Job Overview:
The Senior Engineer will design and build core AI knowledge infrastructure that powers intelligent applications across the enterprise.
This role focuses on distributed systems, retrieval architectures, and AI platform services, enabling applications and agents to discover, retrieve, and reason over large-scale enterprise data. You will work at the intersection of search, vector retrieval, LLMs, and real-time data systems, building high-performance platforms used by AI and application teams.
The ideal candidate is a strong backend/platform engineer with deep experience in building scalable systems and modern AI-powered retrieval architectures.
Responsibilities:AI Retrieval & Search Platform
Design and build high-scale retrieval systems combining keyword search, semantic search, and vector-based retrieval.
Develop RAG (Retrieval-Augmented Generation) infrastructure including indexing, retrieval, ranking, and context assembly.
Build and optimize search indices, vector stores, and hybrid retrieval systems for relevance, latency, and scale.
Implement advanced ranking, relevance tuning, and personalization pipelines.
Data Pipelines & Indexing Systems
Build streaming and batch pipelines for ingesting and transforming structured and unstructured data.
Develop enrichment pipelines (chunking, embeddings, metadata extraction, classification).
Design systems for real-time indexing, incremental updates, and freshness guarantees.
Optimize data flow, storage, and compute efficiency at scale.
AI Platform Services & APIs
Build low-latency, highly available APIs that expose retrieval and knowledge services to applications and AI agents.
Develop reusable SDKs and service abstractions for easy integration into product teams.
Enable context retrieval, query understanding, and response augmentation for downstream AI systems.
Establish patterns for multi-tenant, scalable platform services.
LLM & Intelligent Systems Integration
Integrate LLMs with retrieval systems to enable grounded, context-aware experiences.
Build systems for context construction, prompt augmentation, and response orchestration.
Implement evaluation frameworks for relevance, grounding quality, and user experience.
Support use cases like AI assistants, copilots, search experiences, and automation agents.
Performance, Scalability & Reliability
Design for low-latency (<100ms retrieval), high-throughput, and horizontal scalability.
Implement caching, sharding, and distributed query execution strategies.
Build observability pipelines (metrics, logs, tracing) for system performance and usage insights.
Drive resiliency, fault tolerance, and system reliability at scale.
Technical Leadership
Lead design and architecture of large-scale AI platform components.
Mentor engineers on distributed systems, retrieval architectures, and AI engineering practices.

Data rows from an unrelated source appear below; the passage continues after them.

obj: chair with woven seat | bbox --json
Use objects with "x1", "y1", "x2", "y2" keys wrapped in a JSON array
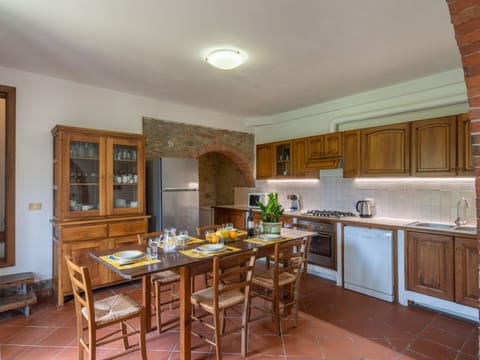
[
  {"x1": 266, "y1": 223, "x2": 314, "y2": 284},
  {"x1": 65, "y1": 255, "x2": 147, "y2": 359},
  {"x1": 137, "y1": 231, "x2": 180, "y2": 333},
  {"x1": 191, "y1": 249, "x2": 257, "y2": 360},
  {"x1": 195, "y1": 224, "x2": 222, "y2": 239},
  {"x1": 252, "y1": 237, "x2": 308, "y2": 335},
  {"x1": 195, "y1": 224, "x2": 222, "y2": 287}
]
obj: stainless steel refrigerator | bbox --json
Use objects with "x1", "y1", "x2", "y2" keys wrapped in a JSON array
[{"x1": 147, "y1": 158, "x2": 199, "y2": 235}]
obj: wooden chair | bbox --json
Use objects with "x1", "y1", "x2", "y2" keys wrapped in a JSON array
[
  {"x1": 252, "y1": 238, "x2": 308, "y2": 335},
  {"x1": 195, "y1": 225, "x2": 222, "y2": 239},
  {"x1": 195, "y1": 224, "x2": 222, "y2": 288},
  {"x1": 137, "y1": 231, "x2": 180, "y2": 333},
  {"x1": 191, "y1": 249, "x2": 257, "y2": 360},
  {"x1": 65, "y1": 255, "x2": 147, "y2": 359},
  {"x1": 266, "y1": 223, "x2": 313, "y2": 284}
]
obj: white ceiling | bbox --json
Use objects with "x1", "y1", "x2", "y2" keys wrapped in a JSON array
[{"x1": 0, "y1": 0, "x2": 461, "y2": 117}]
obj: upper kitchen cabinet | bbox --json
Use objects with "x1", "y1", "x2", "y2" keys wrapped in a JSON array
[
  {"x1": 52, "y1": 126, "x2": 145, "y2": 221},
  {"x1": 412, "y1": 116, "x2": 457, "y2": 176},
  {"x1": 256, "y1": 138, "x2": 319, "y2": 179},
  {"x1": 457, "y1": 114, "x2": 474, "y2": 176},
  {"x1": 272, "y1": 141, "x2": 293, "y2": 177},
  {"x1": 256, "y1": 144, "x2": 274, "y2": 179},
  {"x1": 360, "y1": 123, "x2": 410, "y2": 176},
  {"x1": 307, "y1": 132, "x2": 343, "y2": 169},
  {"x1": 343, "y1": 130, "x2": 361, "y2": 178},
  {"x1": 292, "y1": 138, "x2": 320, "y2": 178}
]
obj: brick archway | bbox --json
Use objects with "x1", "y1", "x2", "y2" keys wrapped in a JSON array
[
  {"x1": 192, "y1": 143, "x2": 255, "y2": 187},
  {"x1": 447, "y1": 0, "x2": 480, "y2": 355}
]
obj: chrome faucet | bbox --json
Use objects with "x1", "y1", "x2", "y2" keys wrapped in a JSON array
[{"x1": 455, "y1": 198, "x2": 468, "y2": 226}]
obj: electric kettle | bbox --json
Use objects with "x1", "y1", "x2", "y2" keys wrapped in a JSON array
[{"x1": 355, "y1": 200, "x2": 373, "y2": 217}]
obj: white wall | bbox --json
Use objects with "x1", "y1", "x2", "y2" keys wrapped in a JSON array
[
  {"x1": 247, "y1": 69, "x2": 468, "y2": 144},
  {"x1": 235, "y1": 169, "x2": 476, "y2": 224},
  {"x1": 0, "y1": 67, "x2": 247, "y2": 279}
]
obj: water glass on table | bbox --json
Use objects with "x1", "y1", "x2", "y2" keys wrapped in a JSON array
[{"x1": 147, "y1": 237, "x2": 160, "y2": 260}]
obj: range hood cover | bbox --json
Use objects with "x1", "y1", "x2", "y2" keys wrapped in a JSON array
[{"x1": 306, "y1": 158, "x2": 342, "y2": 169}]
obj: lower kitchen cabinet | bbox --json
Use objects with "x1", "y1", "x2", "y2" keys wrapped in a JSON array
[
  {"x1": 455, "y1": 237, "x2": 479, "y2": 307},
  {"x1": 52, "y1": 215, "x2": 148, "y2": 306},
  {"x1": 407, "y1": 232, "x2": 454, "y2": 301},
  {"x1": 406, "y1": 232, "x2": 478, "y2": 307},
  {"x1": 213, "y1": 207, "x2": 247, "y2": 229}
]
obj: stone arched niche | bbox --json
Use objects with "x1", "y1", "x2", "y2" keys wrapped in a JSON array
[{"x1": 143, "y1": 118, "x2": 255, "y2": 207}]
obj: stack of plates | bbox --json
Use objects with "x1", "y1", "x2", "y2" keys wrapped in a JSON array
[
  {"x1": 111, "y1": 250, "x2": 145, "y2": 265},
  {"x1": 196, "y1": 244, "x2": 225, "y2": 252},
  {"x1": 258, "y1": 234, "x2": 281, "y2": 241}
]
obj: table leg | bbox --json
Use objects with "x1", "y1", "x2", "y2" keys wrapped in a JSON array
[
  {"x1": 180, "y1": 266, "x2": 192, "y2": 360},
  {"x1": 142, "y1": 275, "x2": 152, "y2": 332}
]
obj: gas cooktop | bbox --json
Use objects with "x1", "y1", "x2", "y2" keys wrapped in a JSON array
[{"x1": 305, "y1": 210, "x2": 355, "y2": 218}]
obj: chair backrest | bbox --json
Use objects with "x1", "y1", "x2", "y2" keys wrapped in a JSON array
[
  {"x1": 212, "y1": 249, "x2": 257, "y2": 309},
  {"x1": 273, "y1": 237, "x2": 309, "y2": 283},
  {"x1": 195, "y1": 225, "x2": 221, "y2": 239},
  {"x1": 65, "y1": 255, "x2": 95, "y2": 326},
  {"x1": 137, "y1": 231, "x2": 163, "y2": 245}
]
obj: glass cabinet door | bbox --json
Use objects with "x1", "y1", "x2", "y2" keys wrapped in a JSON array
[
  {"x1": 275, "y1": 142, "x2": 292, "y2": 177},
  {"x1": 107, "y1": 138, "x2": 144, "y2": 214},
  {"x1": 64, "y1": 135, "x2": 104, "y2": 217}
]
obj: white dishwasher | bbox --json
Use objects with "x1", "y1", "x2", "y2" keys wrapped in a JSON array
[{"x1": 343, "y1": 225, "x2": 394, "y2": 302}]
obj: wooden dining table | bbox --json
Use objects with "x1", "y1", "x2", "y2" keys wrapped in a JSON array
[{"x1": 90, "y1": 228, "x2": 314, "y2": 360}]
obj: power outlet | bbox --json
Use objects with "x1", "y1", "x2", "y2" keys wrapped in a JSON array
[{"x1": 28, "y1": 203, "x2": 42, "y2": 210}]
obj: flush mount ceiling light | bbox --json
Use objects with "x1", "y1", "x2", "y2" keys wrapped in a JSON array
[{"x1": 205, "y1": 49, "x2": 247, "y2": 70}]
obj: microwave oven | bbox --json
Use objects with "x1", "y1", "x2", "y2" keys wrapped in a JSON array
[{"x1": 247, "y1": 193, "x2": 268, "y2": 209}]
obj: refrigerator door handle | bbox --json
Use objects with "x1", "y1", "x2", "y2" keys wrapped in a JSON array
[{"x1": 162, "y1": 188, "x2": 198, "y2": 192}]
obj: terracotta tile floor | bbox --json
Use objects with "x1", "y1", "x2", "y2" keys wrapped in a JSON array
[{"x1": 0, "y1": 276, "x2": 478, "y2": 360}]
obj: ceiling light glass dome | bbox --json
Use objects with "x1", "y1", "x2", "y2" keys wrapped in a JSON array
[{"x1": 205, "y1": 49, "x2": 247, "y2": 70}]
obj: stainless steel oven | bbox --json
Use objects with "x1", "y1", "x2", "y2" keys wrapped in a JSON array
[{"x1": 292, "y1": 219, "x2": 337, "y2": 270}]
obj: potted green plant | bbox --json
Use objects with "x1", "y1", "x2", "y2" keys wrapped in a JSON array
[{"x1": 257, "y1": 193, "x2": 283, "y2": 234}]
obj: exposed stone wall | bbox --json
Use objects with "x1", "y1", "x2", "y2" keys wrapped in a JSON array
[
  {"x1": 143, "y1": 118, "x2": 255, "y2": 206},
  {"x1": 447, "y1": 0, "x2": 480, "y2": 358}
]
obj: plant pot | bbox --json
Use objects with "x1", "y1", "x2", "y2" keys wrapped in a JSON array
[{"x1": 262, "y1": 221, "x2": 282, "y2": 235}]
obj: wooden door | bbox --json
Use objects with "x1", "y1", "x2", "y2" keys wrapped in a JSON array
[
  {"x1": 62, "y1": 132, "x2": 106, "y2": 219},
  {"x1": 407, "y1": 232, "x2": 454, "y2": 301},
  {"x1": 324, "y1": 132, "x2": 343, "y2": 158},
  {"x1": 292, "y1": 138, "x2": 320, "y2": 179},
  {"x1": 455, "y1": 237, "x2": 479, "y2": 308},
  {"x1": 256, "y1": 144, "x2": 274, "y2": 179},
  {"x1": 457, "y1": 114, "x2": 474, "y2": 176},
  {"x1": 412, "y1": 116, "x2": 457, "y2": 176},
  {"x1": 343, "y1": 130, "x2": 361, "y2": 178},
  {"x1": 272, "y1": 141, "x2": 293, "y2": 177},
  {"x1": 361, "y1": 123, "x2": 410, "y2": 176},
  {"x1": 307, "y1": 135, "x2": 325, "y2": 159},
  {"x1": 61, "y1": 239, "x2": 109, "y2": 293}
]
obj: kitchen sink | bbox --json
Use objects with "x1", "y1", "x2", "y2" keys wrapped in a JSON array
[
  {"x1": 408, "y1": 221, "x2": 477, "y2": 233},
  {"x1": 409, "y1": 221, "x2": 455, "y2": 230},
  {"x1": 453, "y1": 225, "x2": 477, "y2": 233}
]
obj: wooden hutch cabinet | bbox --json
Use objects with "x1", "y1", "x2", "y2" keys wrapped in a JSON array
[{"x1": 52, "y1": 125, "x2": 148, "y2": 305}]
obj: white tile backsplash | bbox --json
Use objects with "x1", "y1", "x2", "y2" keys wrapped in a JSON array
[{"x1": 235, "y1": 175, "x2": 476, "y2": 224}]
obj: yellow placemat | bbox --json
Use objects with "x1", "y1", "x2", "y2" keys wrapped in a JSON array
[
  {"x1": 100, "y1": 255, "x2": 160, "y2": 269},
  {"x1": 174, "y1": 236, "x2": 206, "y2": 246},
  {"x1": 243, "y1": 237, "x2": 292, "y2": 246},
  {"x1": 179, "y1": 245, "x2": 240, "y2": 259}
]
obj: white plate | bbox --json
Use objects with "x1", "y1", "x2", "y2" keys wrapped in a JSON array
[
  {"x1": 177, "y1": 235, "x2": 190, "y2": 243},
  {"x1": 197, "y1": 244, "x2": 225, "y2": 252},
  {"x1": 258, "y1": 234, "x2": 281, "y2": 241},
  {"x1": 113, "y1": 250, "x2": 145, "y2": 260}
]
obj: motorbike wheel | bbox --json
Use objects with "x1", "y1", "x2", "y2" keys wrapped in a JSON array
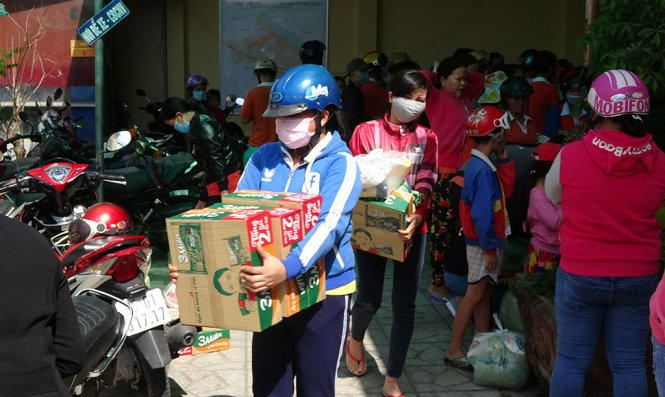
[{"x1": 134, "y1": 344, "x2": 171, "y2": 397}]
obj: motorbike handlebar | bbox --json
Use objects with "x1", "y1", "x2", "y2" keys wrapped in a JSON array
[
  {"x1": 99, "y1": 174, "x2": 127, "y2": 185},
  {"x1": 0, "y1": 179, "x2": 18, "y2": 194}
]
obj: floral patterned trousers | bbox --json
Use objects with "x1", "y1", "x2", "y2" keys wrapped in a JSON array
[{"x1": 429, "y1": 173, "x2": 461, "y2": 285}]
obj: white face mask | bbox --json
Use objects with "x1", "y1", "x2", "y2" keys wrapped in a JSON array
[
  {"x1": 275, "y1": 117, "x2": 314, "y2": 149},
  {"x1": 566, "y1": 94, "x2": 585, "y2": 105},
  {"x1": 390, "y1": 96, "x2": 425, "y2": 123}
]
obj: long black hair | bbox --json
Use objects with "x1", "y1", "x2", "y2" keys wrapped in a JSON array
[{"x1": 388, "y1": 69, "x2": 429, "y2": 97}]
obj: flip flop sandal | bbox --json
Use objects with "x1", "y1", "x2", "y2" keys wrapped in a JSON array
[
  {"x1": 346, "y1": 336, "x2": 367, "y2": 376},
  {"x1": 443, "y1": 357, "x2": 473, "y2": 372},
  {"x1": 429, "y1": 292, "x2": 448, "y2": 303}
]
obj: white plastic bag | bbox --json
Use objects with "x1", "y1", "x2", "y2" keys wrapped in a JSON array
[
  {"x1": 467, "y1": 329, "x2": 531, "y2": 390},
  {"x1": 354, "y1": 149, "x2": 411, "y2": 198}
]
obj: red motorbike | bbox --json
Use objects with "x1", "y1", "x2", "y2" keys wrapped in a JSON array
[{"x1": 0, "y1": 168, "x2": 197, "y2": 396}]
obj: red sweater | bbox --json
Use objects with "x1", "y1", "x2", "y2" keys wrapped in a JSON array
[
  {"x1": 420, "y1": 70, "x2": 473, "y2": 169},
  {"x1": 559, "y1": 130, "x2": 665, "y2": 277},
  {"x1": 349, "y1": 113, "x2": 437, "y2": 234},
  {"x1": 529, "y1": 77, "x2": 559, "y2": 134}
]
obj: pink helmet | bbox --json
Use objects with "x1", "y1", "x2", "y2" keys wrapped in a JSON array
[{"x1": 586, "y1": 69, "x2": 649, "y2": 117}]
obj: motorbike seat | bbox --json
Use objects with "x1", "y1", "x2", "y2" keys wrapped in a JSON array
[
  {"x1": 104, "y1": 167, "x2": 155, "y2": 195},
  {"x1": 61, "y1": 236, "x2": 113, "y2": 266},
  {"x1": 72, "y1": 295, "x2": 124, "y2": 383},
  {"x1": 60, "y1": 236, "x2": 146, "y2": 267}
]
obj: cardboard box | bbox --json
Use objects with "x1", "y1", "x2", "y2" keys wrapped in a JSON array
[
  {"x1": 210, "y1": 203, "x2": 305, "y2": 259},
  {"x1": 166, "y1": 208, "x2": 283, "y2": 331},
  {"x1": 178, "y1": 328, "x2": 231, "y2": 356},
  {"x1": 167, "y1": 200, "x2": 325, "y2": 331},
  {"x1": 280, "y1": 258, "x2": 326, "y2": 317},
  {"x1": 222, "y1": 190, "x2": 321, "y2": 233},
  {"x1": 351, "y1": 190, "x2": 413, "y2": 262}
]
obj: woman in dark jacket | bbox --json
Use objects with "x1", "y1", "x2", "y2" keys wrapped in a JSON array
[
  {"x1": 161, "y1": 97, "x2": 243, "y2": 208},
  {"x1": 0, "y1": 215, "x2": 83, "y2": 397}
]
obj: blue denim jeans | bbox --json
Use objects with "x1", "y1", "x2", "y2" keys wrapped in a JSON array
[
  {"x1": 651, "y1": 336, "x2": 665, "y2": 396},
  {"x1": 351, "y1": 235, "x2": 427, "y2": 378},
  {"x1": 550, "y1": 268, "x2": 658, "y2": 397}
]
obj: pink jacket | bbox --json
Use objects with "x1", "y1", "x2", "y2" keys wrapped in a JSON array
[
  {"x1": 420, "y1": 70, "x2": 473, "y2": 168},
  {"x1": 349, "y1": 113, "x2": 437, "y2": 234},
  {"x1": 526, "y1": 187, "x2": 563, "y2": 254},
  {"x1": 553, "y1": 130, "x2": 665, "y2": 277}
]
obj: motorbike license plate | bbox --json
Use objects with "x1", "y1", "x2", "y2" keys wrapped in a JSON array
[{"x1": 127, "y1": 288, "x2": 171, "y2": 336}]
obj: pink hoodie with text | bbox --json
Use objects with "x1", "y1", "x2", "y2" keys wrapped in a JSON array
[{"x1": 559, "y1": 130, "x2": 665, "y2": 277}]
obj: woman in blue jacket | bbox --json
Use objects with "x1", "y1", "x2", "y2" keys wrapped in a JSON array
[{"x1": 238, "y1": 64, "x2": 362, "y2": 396}]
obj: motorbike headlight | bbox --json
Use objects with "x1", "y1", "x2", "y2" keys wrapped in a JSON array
[{"x1": 44, "y1": 165, "x2": 72, "y2": 183}]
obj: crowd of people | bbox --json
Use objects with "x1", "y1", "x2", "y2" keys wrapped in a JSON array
[
  {"x1": 171, "y1": 41, "x2": 665, "y2": 396},
  {"x1": 161, "y1": 43, "x2": 665, "y2": 396},
  {"x1": 3, "y1": 41, "x2": 665, "y2": 396}
]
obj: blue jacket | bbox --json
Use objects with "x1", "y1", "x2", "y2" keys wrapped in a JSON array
[
  {"x1": 460, "y1": 149, "x2": 515, "y2": 253},
  {"x1": 238, "y1": 132, "x2": 362, "y2": 289}
]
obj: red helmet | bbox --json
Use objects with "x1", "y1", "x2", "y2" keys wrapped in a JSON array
[
  {"x1": 466, "y1": 106, "x2": 510, "y2": 137},
  {"x1": 69, "y1": 203, "x2": 132, "y2": 245}
]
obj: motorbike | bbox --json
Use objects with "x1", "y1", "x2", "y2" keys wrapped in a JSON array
[
  {"x1": 0, "y1": 159, "x2": 127, "y2": 247},
  {"x1": 104, "y1": 131, "x2": 205, "y2": 250},
  {"x1": 25, "y1": 88, "x2": 95, "y2": 162},
  {"x1": 63, "y1": 288, "x2": 133, "y2": 396},
  {"x1": 61, "y1": 235, "x2": 197, "y2": 397},
  {"x1": 0, "y1": 131, "x2": 203, "y2": 254},
  {"x1": 0, "y1": 162, "x2": 196, "y2": 396}
]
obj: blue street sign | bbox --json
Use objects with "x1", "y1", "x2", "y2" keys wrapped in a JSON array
[{"x1": 76, "y1": 0, "x2": 129, "y2": 45}]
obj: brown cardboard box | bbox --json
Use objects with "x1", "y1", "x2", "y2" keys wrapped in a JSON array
[
  {"x1": 178, "y1": 328, "x2": 231, "y2": 356},
  {"x1": 351, "y1": 190, "x2": 413, "y2": 262},
  {"x1": 222, "y1": 190, "x2": 321, "y2": 233},
  {"x1": 166, "y1": 208, "x2": 283, "y2": 331},
  {"x1": 209, "y1": 203, "x2": 305, "y2": 259},
  {"x1": 211, "y1": 200, "x2": 326, "y2": 317}
]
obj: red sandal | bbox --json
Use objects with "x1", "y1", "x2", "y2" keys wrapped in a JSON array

Drive adoption of modern engineering practices (CI/CD, infrastructure-as-code, automated testing).
Partner with AI, data, and product teams to shape next-gen intelligent platform capabilities.
What are we looking for?We’re looking for strong collaborators who deliver exceptional client experiences and thrive in fast-paced, team-oriented environments. Our ideal candidates pursue greatness, act with integrity, and are driven to help our clients succeed. We value those who embrace creativity, continuous improvement, and contribute to a culture where we win together and create and share joy in our work.
Requirements:Minimum of 8 years of experience in backend or platform engineering.
Experience building distributed systems, search platforms, or large-scale data services.
Hands-on experience with APIs, microservices, and cloud-native architectures.
Experience with search systems, indexing, or retrieval pipelines.
Experience programming skills in Java, Python, or Go.
Preferences:Experience with cloud platforms and containerized environments (Kubernetes).
Experience with Elasticsearch/OpenSearch, vector databases, or hybrid retrieval architectures.
Familiarity with RAG systems, embeddings, and LLM integration patterns.
Experience building AI platforms, copilots, or agent-based systems.
Experience with real-time data systems (Kafka, streaming pipelines).
Strong understanding of performance optimization in distributed systems.
Pay Range:
$115,154.00 - $191,889.00
Actual base salary varies based on factors, including but not limited to, relevant skill, prior experience, education, base salary of internal peers, demonstrated performance, and geographic location. Additionally, LPL Total Rewards package is highly competitive, designed to support your success at work, at home, and at play – such as 401K matching, health benefits, employee stock options, paid time off, volunteer time off, and more. Your recruiter will be happy to discuss all that LPL has to offer!